Third, we estimate that lower auto production from a potential UAW strike would reduce quarterly annualized growth by 0.05-0.10pp for each week it lasted if it impacts all three companies currently undergoing contract negotiations. The current union contracts are set to expire at 11:59pm ET this Thursday, September 14. As a result, the potential hit to growth from strikes could begin in Q3. Those three companies—Ford, GM, and Stellantis—produce almost half of domestically-assembled cars (Exhibit 3). Auto production would likely fall sharply—we assume to roughly zero—at any company impacted by a strike.[1] In both the case of a government shutdown and the case of a UAW strike, growth would rise by the same amount it declined in the quarter following their end.
As is also the case with a government shutdown, the cumulative impact on GDP growth from a UAW strike is uncertain because a strike is not a foregone conclusion and its duration is uncertain. At one end of the duration spectrum, the 2007 UAW strike at GM lasted just 3 days, while at the other end, the 1998 UAW strike at GM lasted 54 days.

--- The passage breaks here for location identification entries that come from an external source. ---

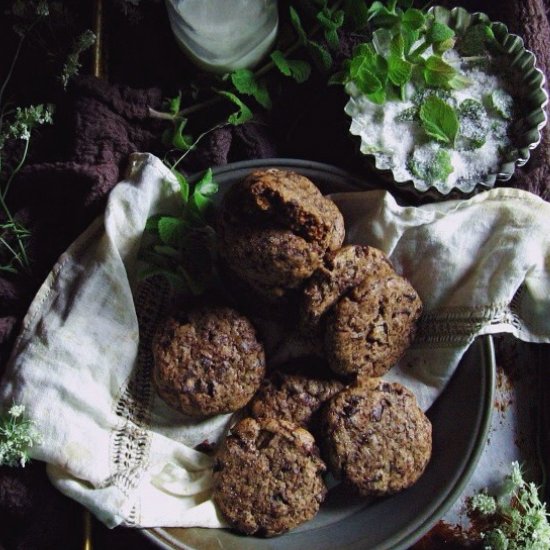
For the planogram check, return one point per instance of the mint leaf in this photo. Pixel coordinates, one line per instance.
(295, 68)
(321, 56)
(242, 115)
(430, 163)
(475, 40)
(184, 186)
(330, 22)
(474, 124)
(206, 186)
(501, 103)
(441, 47)
(407, 115)
(204, 190)
(174, 104)
(397, 46)
(439, 32)
(437, 72)
(410, 37)
(357, 14)
(399, 70)
(170, 230)
(381, 15)
(459, 82)
(381, 41)
(439, 120)
(245, 82)
(413, 19)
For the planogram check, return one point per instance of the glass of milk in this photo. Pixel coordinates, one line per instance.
(224, 35)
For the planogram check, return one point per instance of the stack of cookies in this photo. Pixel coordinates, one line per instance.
(282, 246)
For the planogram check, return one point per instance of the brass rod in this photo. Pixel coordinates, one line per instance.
(98, 27)
(87, 545)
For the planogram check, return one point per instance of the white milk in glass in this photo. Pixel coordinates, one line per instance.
(224, 35)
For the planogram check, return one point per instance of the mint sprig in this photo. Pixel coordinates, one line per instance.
(439, 120)
(412, 43)
(182, 247)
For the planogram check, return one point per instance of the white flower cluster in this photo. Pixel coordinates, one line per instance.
(521, 517)
(26, 119)
(17, 436)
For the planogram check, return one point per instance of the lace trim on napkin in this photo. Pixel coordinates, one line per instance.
(131, 441)
(458, 326)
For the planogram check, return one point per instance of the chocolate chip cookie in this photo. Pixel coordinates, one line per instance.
(207, 361)
(267, 477)
(370, 327)
(376, 437)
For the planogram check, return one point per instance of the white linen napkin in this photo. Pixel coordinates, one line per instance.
(82, 363)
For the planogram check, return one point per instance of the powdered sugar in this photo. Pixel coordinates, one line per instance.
(393, 141)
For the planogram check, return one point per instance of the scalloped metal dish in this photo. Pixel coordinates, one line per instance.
(395, 522)
(531, 79)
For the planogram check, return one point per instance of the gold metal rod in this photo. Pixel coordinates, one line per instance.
(87, 544)
(99, 65)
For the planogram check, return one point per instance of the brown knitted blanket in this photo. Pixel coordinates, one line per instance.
(83, 155)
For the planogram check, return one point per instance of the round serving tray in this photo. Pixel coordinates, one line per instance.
(395, 522)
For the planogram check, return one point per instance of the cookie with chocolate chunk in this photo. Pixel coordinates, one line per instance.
(376, 437)
(370, 327)
(342, 270)
(207, 361)
(293, 397)
(275, 227)
(268, 477)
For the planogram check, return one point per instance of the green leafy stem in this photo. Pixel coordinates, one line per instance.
(408, 46)
(239, 85)
(182, 247)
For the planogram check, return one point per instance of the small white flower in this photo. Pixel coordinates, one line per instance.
(17, 410)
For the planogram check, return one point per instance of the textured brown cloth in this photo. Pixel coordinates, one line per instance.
(95, 130)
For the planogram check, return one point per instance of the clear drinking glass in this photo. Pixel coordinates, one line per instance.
(224, 35)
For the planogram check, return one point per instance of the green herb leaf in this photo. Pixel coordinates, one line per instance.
(439, 120)
(474, 124)
(170, 230)
(295, 68)
(206, 186)
(407, 115)
(437, 72)
(320, 55)
(399, 70)
(331, 21)
(410, 37)
(245, 82)
(174, 104)
(501, 103)
(17, 435)
(242, 115)
(184, 186)
(381, 15)
(517, 518)
(357, 14)
(413, 19)
(430, 163)
(381, 40)
(441, 47)
(475, 40)
(439, 32)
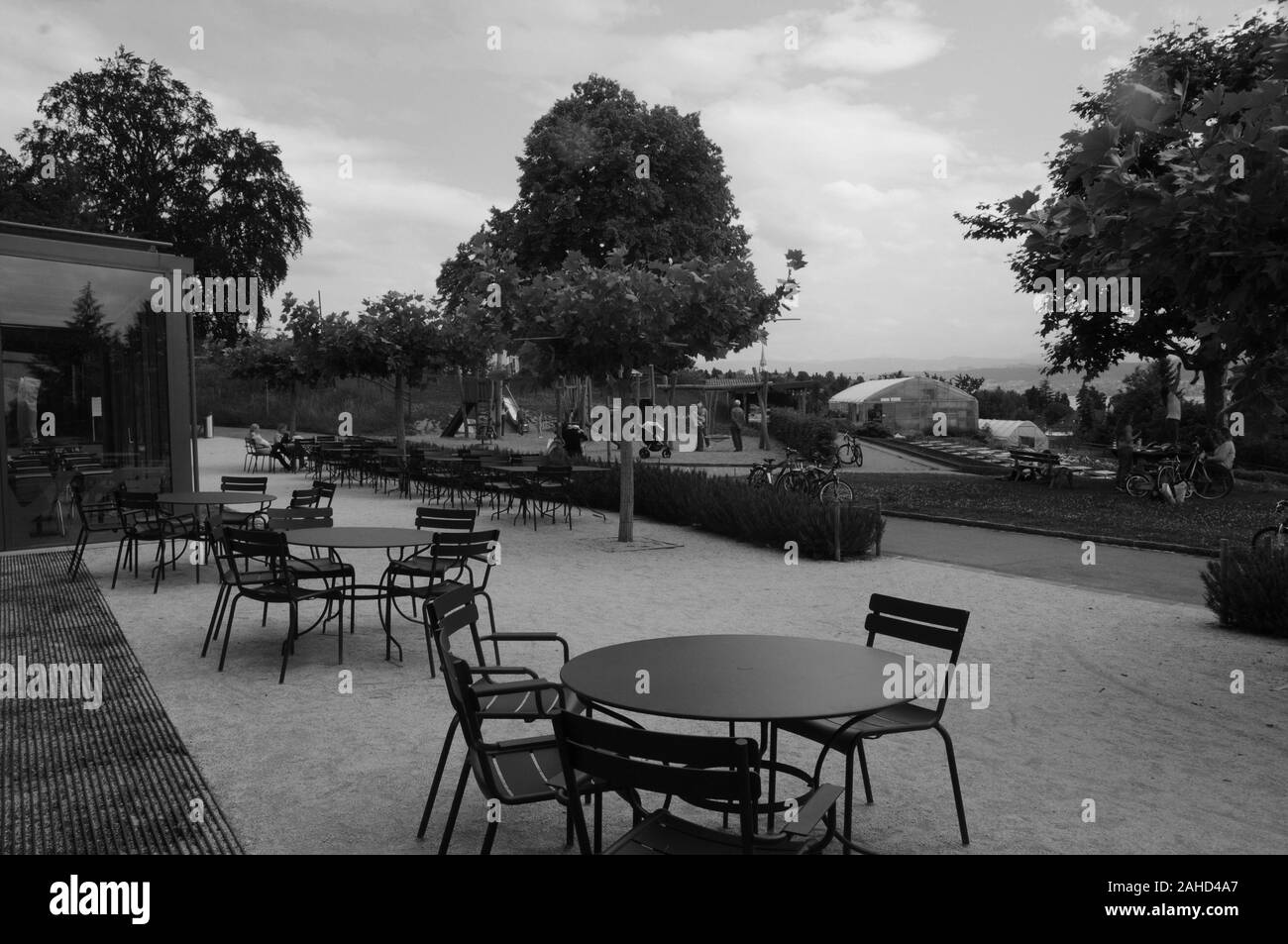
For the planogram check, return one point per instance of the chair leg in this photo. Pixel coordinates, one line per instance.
(957, 786)
(456, 807)
(863, 767)
(438, 777)
(288, 646)
(228, 633)
(220, 601)
(488, 837)
(849, 796)
(117, 569)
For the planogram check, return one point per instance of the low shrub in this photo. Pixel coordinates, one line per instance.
(1250, 592)
(729, 506)
(810, 436)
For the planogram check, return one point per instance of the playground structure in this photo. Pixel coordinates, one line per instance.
(477, 415)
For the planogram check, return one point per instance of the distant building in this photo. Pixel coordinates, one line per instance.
(909, 404)
(1020, 434)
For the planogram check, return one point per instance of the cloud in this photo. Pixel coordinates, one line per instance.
(1085, 13)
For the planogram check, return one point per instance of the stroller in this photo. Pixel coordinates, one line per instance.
(652, 442)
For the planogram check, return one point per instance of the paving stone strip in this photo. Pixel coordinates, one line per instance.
(75, 778)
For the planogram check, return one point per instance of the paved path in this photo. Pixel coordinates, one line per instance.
(1155, 575)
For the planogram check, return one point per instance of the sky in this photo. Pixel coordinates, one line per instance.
(855, 147)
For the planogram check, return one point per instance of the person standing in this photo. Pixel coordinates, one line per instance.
(574, 437)
(1126, 449)
(737, 419)
(1220, 462)
(284, 449)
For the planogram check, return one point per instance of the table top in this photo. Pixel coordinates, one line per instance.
(735, 678)
(553, 471)
(214, 497)
(359, 537)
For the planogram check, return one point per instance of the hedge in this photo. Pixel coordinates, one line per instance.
(810, 436)
(1250, 591)
(729, 506)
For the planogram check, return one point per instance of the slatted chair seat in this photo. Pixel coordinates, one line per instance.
(894, 720)
(919, 623)
(253, 552)
(719, 769)
(511, 772)
(665, 833)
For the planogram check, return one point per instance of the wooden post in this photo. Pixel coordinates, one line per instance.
(836, 527)
(1224, 566)
(879, 527)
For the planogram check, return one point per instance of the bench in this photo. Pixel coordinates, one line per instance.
(1039, 467)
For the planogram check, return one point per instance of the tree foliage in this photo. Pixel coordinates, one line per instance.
(129, 150)
(1181, 180)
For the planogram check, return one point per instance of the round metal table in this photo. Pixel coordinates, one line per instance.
(728, 678)
(364, 539)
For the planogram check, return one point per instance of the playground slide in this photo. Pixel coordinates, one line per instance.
(510, 410)
(450, 430)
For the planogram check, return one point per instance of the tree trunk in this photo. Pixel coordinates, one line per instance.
(1214, 394)
(399, 412)
(626, 506)
(764, 411)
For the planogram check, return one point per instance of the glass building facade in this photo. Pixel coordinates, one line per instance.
(97, 382)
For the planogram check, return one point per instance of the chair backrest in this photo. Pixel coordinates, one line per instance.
(244, 483)
(326, 491)
(687, 765)
(446, 616)
(257, 550)
(446, 519)
(292, 517)
(456, 549)
(921, 623)
(305, 497)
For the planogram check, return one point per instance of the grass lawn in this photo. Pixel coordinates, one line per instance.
(1091, 507)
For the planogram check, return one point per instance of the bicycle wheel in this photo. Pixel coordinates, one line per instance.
(1270, 539)
(1206, 485)
(791, 480)
(1140, 485)
(835, 491)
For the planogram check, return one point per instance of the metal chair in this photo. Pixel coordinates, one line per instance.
(253, 484)
(711, 769)
(533, 698)
(919, 623)
(249, 556)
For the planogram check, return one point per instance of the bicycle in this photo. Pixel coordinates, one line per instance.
(1274, 537)
(1171, 472)
(850, 452)
(815, 481)
(767, 472)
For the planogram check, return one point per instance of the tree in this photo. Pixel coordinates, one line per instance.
(395, 336)
(621, 252)
(1091, 410)
(129, 150)
(1180, 180)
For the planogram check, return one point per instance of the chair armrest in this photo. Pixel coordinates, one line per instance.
(529, 638)
(511, 687)
(816, 805)
(502, 670)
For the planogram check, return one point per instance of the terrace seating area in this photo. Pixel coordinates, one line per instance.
(542, 631)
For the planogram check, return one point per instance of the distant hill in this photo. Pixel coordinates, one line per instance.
(1010, 373)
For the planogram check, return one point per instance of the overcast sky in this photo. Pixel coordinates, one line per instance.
(831, 147)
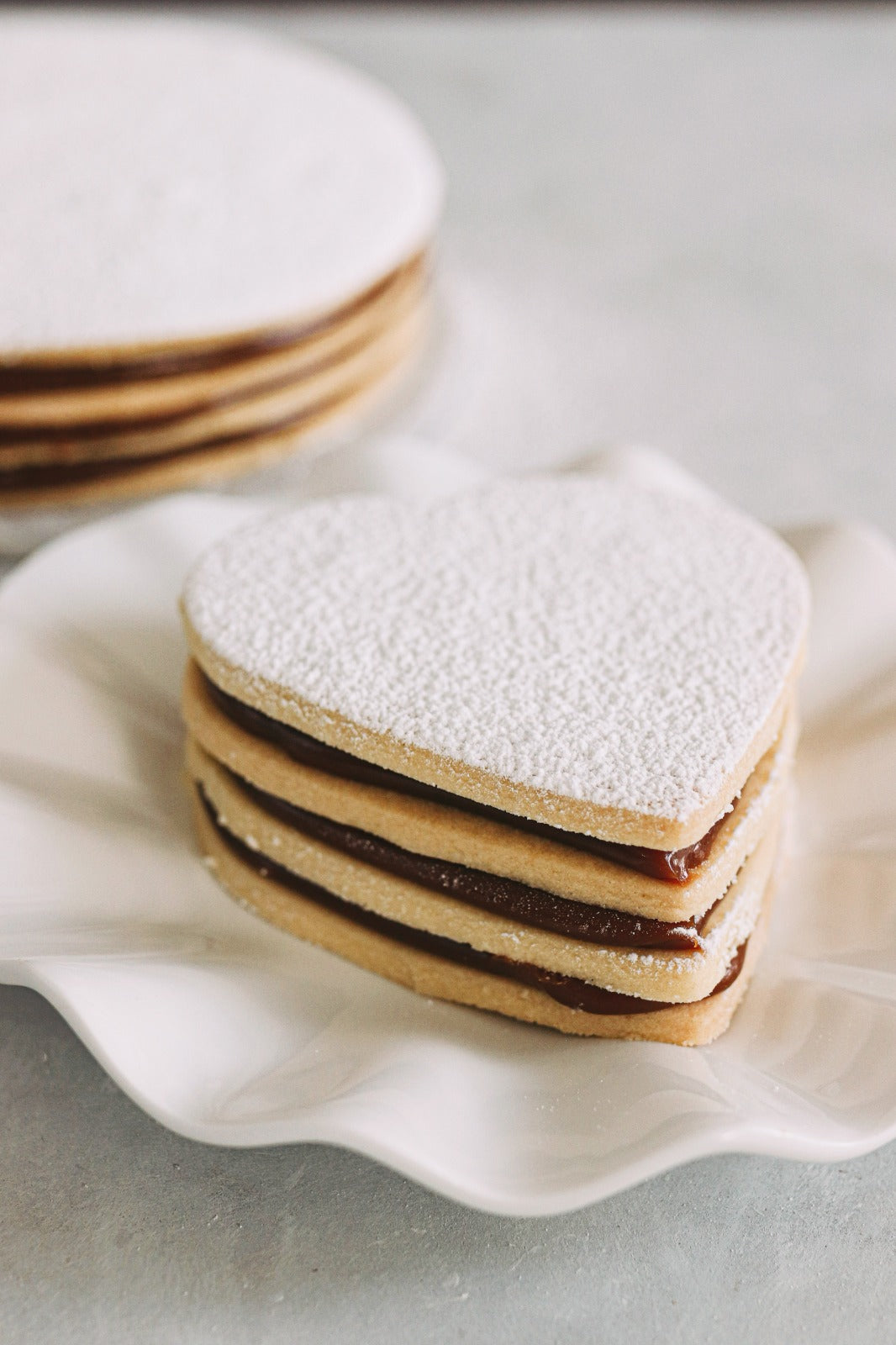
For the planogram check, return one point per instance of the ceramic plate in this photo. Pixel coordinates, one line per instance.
(230, 1032)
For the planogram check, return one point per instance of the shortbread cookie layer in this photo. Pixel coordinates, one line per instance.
(596, 657)
(29, 452)
(492, 845)
(195, 181)
(651, 974)
(434, 975)
(210, 463)
(44, 400)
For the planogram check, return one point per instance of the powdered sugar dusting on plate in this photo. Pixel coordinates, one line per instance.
(598, 641)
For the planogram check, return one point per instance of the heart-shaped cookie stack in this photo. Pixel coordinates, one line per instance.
(525, 750)
(212, 248)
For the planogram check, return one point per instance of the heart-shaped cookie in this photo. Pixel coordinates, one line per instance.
(522, 748)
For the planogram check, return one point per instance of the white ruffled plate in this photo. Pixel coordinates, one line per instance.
(230, 1032)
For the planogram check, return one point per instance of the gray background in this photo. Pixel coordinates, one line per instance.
(690, 219)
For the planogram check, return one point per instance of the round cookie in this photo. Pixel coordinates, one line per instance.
(73, 398)
(197, 181)
(593, 656)
(244, 414)
(206, 464)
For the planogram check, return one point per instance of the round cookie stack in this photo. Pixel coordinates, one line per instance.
(212, 248)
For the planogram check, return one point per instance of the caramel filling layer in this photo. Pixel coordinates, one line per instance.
(503, 896)
(566, 990)
(101, 470)
(29, 376)
(667, 865)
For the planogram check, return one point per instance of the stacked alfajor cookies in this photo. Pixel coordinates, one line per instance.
(525, 750)
(213, 246)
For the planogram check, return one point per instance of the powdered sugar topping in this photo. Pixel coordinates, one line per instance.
(165, 178)
(593, 639)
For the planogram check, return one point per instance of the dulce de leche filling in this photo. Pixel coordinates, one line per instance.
(567, 990)
(485, 891)
(667, 865)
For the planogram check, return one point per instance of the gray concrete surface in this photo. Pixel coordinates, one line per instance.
(694, 214)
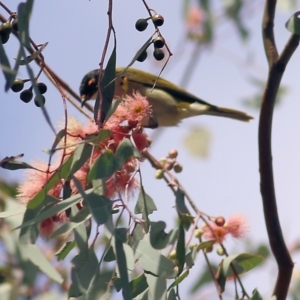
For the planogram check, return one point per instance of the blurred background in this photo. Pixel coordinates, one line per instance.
(219, 156)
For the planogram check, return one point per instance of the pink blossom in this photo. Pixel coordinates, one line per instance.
(215, 232)
(237, 226)
(195, 17)
(35, 180)
(117, 183)
(46, 227)
(133, 109)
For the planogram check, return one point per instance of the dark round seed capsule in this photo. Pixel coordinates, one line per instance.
(38, 103)
(17, 85)
(142, 56)
(158, 20)
(42, 87)
(14, 25)
(4, 38)
(5, 31)
(159, 42)
(5, 28)
(141, 24)
(158, 54)
(26, 95)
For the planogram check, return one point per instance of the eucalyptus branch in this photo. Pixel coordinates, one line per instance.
(277, 65)
(51, 75)
(100, 115)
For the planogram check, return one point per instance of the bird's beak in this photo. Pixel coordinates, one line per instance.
(84, 98)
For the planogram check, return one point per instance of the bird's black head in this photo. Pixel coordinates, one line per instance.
(89, 85)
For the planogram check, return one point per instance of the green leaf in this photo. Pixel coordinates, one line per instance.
(159, 239)
(101, 286)
(183, 212)
(180, 249)
(204, 278)
(103, 167)
(138, 285)
(12, 74)
(81, 154)
(152, 261)
(179, 279)
(81, 217)
(206, 244)
(5, 65)
(244, 260)
(101, 136)
(109, 255)
(15, 165)
(61, 174)
(145, 204)
(53, 210)
(293, 24)
(107, 87)
(29, 234)
(11, 213)
(125, 151)
(83, 273)
(35, 255)
(242, 263)
(59, 136)
(24, 14)
(62, 254)
(114, 105)
(136, 235)
(157, 287)
(80, 235)
(33, 56)
(122, 265)
(197, 141)
(190, 258)
(180, 204)
(172, 295)
(256, 295)
(100, 207)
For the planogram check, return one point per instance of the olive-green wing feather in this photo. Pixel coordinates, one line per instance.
(181, 94)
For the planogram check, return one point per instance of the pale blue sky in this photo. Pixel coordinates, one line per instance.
(225, 183)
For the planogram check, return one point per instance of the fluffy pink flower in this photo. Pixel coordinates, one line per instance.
(118, 182)
(133, 109)
(216, 232)
(46, 227)
(195, 18)
(34, 181)
(236, 226)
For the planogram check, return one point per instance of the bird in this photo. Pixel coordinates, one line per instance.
(170, 103)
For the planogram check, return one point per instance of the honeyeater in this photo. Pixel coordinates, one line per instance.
(170, 103)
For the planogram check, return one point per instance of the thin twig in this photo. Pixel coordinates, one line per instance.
(277, 66)
(100, 116)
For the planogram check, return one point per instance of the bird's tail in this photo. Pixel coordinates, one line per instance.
(228, 113)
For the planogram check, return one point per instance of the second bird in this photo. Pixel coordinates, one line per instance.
(170, 103)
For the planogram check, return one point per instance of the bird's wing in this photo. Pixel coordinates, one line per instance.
(172, 89)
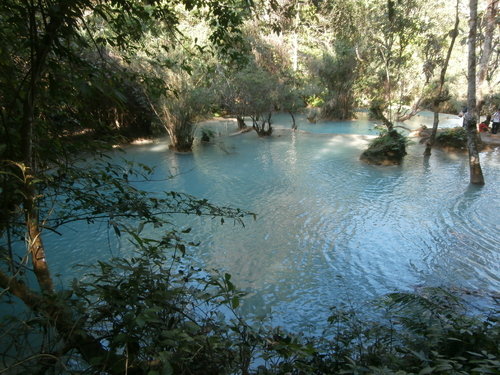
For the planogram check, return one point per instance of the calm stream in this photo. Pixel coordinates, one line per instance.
(330, 228)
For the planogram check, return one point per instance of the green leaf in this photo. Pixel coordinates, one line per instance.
(167, 369)
(235, 302)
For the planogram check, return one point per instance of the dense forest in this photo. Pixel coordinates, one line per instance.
(79, 77)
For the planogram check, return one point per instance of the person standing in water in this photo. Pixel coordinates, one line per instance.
(496, 122)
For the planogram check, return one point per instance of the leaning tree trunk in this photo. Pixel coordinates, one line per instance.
(241, 123)
(439, 98)
(476, 173)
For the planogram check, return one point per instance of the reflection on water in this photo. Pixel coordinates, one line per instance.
(330, 228)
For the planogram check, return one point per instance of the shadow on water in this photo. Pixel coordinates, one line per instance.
(330, 228)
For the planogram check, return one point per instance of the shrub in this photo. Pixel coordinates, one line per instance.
(388, 148)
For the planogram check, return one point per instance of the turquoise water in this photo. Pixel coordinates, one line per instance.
(330, 228)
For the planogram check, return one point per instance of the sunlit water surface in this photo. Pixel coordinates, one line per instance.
(330, 228)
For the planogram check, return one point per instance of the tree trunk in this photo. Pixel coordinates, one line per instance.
(487, 49)
(439, 92)
(476, 173)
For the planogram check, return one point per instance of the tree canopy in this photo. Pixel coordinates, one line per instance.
(81, 76)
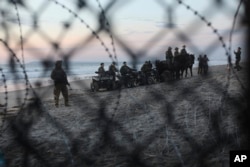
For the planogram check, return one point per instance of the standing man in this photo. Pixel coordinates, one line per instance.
(113, 70)
(237, 57)
(60, 80)
(101, 70)
(183, 50)
(169, 56)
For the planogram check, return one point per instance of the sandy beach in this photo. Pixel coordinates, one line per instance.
(194, 121)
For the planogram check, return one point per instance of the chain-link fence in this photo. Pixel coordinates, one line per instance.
(187, 122)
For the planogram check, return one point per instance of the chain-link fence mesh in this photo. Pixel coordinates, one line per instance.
(186, 122)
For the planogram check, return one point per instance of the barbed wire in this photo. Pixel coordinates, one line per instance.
(30, 113)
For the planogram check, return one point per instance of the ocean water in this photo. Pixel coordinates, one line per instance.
(36, 72)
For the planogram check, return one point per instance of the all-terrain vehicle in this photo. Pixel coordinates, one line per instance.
(103, 82)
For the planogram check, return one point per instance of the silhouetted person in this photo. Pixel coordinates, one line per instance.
(60, 80)
(101, 70)
(145, 67)
(176, 54)
(125, 69)
(169, 56)
(200, 68)
(113, 70)
(183, 50)
(205, 64)
(237, 57)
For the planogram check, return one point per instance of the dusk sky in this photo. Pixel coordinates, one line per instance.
(134, 22)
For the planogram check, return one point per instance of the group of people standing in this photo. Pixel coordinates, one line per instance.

Exhibit 3: Almost Half of Domestic Auto Production Comes From Companies That Could Be Impacted by a UAW Strike

3. Almost Half of Domestic Auto Production Comes From Companies That Could Be Impacted by a UAW Strike. Data available on request.
Source: Wards Intelligence, Goldman Sachs Global Investment Research
Taken together, we expect quarterly annualized GDP growth to slow from +3.1% in Q3 to +1.3% in Q4 (vs. consensus of +2.9% and +0.6%). We expect the slowdown to be shallow and short-lived, with GDP growth rebounding to +1.9% in Q1 (vs. consensus of +0.1%) as these temporary drags abate and income growth reaccelerates in 2024 on the back of continued solid job growth and rising real wages.

Exhibit 4: We Continue to Expect Much Stronger Growth Over the Next Year Than Consensus

4. We Continue to Expect Much Stronger Growth Over the Next Year Than Consensus. Data available on request.
Source: Blue Chip, Goldman Sachs Global Investment Research

Ronnie Walker

Alec Phillips

  1. 1 ^ If all three companies are impacted by strikes, we estimate this would lower the level of GDP by 0.2-0.3% for the duration of a strike. We divide 0.2-0.3% of GDP by 13 weeks and then multiply by 4 to find the effect on the qoq annualized growth rate.